What you really want to accomplish is something like Date.getDay(), or something similar so that you can add hours, days, etc. to the original Date. This is likely the source of all your problems.
What you can do is read the Mozilla Developer Network documentation on Date objects to see all of the functions on Dates and their uses. You can greatly simplify what you're trying to do by using these functions, instead of doing abstract operations like j * 86400.

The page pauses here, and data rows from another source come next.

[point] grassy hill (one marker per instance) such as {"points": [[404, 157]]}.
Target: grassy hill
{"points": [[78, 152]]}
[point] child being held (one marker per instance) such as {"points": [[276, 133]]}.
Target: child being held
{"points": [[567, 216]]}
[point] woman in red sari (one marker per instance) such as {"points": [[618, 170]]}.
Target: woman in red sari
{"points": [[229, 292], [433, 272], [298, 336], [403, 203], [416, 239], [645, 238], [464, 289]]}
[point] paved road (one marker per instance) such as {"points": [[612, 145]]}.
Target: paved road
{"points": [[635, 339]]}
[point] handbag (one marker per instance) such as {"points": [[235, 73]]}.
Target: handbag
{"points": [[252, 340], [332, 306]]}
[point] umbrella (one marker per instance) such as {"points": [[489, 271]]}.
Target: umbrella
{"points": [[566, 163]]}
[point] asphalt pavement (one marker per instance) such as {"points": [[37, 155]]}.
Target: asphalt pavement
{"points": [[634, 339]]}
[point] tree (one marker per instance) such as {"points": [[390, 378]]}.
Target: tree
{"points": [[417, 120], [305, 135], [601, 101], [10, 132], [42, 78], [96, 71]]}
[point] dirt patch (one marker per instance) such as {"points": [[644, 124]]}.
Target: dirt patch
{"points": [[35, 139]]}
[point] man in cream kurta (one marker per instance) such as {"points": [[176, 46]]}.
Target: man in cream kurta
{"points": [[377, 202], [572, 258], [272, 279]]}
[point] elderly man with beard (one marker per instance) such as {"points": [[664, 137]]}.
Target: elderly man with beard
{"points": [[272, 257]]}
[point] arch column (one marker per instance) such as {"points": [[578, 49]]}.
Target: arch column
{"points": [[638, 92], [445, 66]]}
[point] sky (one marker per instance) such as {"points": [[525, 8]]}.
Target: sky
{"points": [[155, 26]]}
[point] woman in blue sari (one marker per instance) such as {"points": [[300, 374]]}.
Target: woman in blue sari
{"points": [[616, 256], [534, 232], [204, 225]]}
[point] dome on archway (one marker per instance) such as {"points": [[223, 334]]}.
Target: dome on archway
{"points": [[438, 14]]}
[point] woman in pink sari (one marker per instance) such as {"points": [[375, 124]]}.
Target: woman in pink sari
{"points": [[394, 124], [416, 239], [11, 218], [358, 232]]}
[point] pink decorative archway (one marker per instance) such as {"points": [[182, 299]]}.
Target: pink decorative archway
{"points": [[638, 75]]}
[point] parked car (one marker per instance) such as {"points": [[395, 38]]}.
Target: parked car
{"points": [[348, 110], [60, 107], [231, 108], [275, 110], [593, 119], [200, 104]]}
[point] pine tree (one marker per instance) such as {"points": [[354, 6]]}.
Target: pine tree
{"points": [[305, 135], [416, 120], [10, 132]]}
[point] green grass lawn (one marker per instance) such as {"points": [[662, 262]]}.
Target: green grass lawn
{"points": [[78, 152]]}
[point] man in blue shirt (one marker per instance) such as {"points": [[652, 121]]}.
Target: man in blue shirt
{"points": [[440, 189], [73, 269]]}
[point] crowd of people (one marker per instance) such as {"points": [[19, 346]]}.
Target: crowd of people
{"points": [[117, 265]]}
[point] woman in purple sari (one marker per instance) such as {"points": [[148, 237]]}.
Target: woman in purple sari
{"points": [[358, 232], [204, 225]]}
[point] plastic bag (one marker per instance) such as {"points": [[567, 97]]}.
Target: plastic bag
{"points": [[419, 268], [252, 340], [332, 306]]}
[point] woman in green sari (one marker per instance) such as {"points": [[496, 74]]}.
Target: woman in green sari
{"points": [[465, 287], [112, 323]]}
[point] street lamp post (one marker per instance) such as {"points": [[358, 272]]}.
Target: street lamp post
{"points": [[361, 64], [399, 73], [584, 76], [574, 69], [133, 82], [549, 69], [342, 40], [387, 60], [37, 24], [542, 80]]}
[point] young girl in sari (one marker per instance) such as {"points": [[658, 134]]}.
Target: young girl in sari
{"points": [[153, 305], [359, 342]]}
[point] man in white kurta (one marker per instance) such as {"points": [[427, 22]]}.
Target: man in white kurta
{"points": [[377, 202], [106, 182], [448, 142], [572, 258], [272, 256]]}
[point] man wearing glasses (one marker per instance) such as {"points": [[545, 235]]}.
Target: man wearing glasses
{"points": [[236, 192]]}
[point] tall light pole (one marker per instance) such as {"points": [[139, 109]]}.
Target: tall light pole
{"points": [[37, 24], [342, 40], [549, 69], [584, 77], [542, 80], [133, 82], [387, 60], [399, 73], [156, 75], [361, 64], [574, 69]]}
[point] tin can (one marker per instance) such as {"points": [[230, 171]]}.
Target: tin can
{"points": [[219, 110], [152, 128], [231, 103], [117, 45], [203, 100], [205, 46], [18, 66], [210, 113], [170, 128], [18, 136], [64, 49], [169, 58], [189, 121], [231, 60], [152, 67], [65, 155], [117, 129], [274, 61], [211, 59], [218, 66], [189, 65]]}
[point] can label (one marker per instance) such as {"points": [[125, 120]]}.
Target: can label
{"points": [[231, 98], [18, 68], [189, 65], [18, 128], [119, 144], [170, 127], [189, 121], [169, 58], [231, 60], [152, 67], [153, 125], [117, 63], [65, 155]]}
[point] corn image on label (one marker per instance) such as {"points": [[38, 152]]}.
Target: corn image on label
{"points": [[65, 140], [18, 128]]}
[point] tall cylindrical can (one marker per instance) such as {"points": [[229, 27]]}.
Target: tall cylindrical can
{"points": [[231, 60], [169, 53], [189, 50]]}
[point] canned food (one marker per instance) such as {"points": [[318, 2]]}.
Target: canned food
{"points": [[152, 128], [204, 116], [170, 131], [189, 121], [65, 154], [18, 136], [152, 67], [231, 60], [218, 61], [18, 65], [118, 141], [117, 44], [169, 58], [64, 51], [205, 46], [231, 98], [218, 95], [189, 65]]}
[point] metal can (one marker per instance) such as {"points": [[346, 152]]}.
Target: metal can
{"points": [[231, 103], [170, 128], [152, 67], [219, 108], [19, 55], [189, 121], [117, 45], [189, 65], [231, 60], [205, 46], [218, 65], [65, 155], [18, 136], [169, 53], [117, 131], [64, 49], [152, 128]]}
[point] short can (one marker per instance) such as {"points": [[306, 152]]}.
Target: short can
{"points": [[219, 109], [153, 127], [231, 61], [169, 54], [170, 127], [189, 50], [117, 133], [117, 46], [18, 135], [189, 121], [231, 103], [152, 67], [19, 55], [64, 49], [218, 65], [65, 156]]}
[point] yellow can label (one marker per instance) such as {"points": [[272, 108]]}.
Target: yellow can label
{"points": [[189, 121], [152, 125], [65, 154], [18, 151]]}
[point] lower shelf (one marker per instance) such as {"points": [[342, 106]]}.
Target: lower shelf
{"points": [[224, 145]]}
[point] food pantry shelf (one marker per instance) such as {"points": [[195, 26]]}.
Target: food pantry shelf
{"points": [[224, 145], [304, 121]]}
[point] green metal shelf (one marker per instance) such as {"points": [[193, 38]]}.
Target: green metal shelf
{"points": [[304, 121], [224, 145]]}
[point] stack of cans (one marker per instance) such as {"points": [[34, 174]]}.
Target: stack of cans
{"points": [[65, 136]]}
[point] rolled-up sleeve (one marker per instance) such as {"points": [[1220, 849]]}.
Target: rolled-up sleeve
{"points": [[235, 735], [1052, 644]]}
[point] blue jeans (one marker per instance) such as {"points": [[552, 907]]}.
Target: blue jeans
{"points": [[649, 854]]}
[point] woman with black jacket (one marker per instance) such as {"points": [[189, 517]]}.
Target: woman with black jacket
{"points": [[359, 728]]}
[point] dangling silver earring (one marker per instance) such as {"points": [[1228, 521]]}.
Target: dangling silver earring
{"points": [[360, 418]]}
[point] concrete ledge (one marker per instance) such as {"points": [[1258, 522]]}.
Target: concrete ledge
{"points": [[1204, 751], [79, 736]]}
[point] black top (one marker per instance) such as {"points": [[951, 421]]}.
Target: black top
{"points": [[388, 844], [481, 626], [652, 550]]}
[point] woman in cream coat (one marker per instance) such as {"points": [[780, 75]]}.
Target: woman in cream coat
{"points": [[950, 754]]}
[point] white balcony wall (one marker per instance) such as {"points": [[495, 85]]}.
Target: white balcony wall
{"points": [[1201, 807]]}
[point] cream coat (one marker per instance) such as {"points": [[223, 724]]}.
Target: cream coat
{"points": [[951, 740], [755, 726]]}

It should also be noted that you can do simple operations such as the following, to add 4 hours to the current Date (time):
var myDate = new Date();
Logger.log(myDate); // ~ console.write
var laterDate = new Date(myDate.setHours(myDate.getHours() + 4));
Logger.log(laterDate); // ~ console.write
which gives the following:
[13-11-16 14:13:38:947 EST] Sat Nov 16 14:13:38 GMT-05:00 2013
[13-11-16 14:13:38:954 EST] Sat Nov 16 18:13:38 GMT-05:00 2013
Working with dates can be tricky - but it's always best to use the simplest methods that are available, which are built into the Date objects themselves. There are also numerous other libraries that provide extended functionality for Dates such as Date js.
If you're still running into your problem after attempting to try using methods I displayed above, please run your script and post both the Execution Transcript and the content of the Logger so that I can help you narrow down the issue :)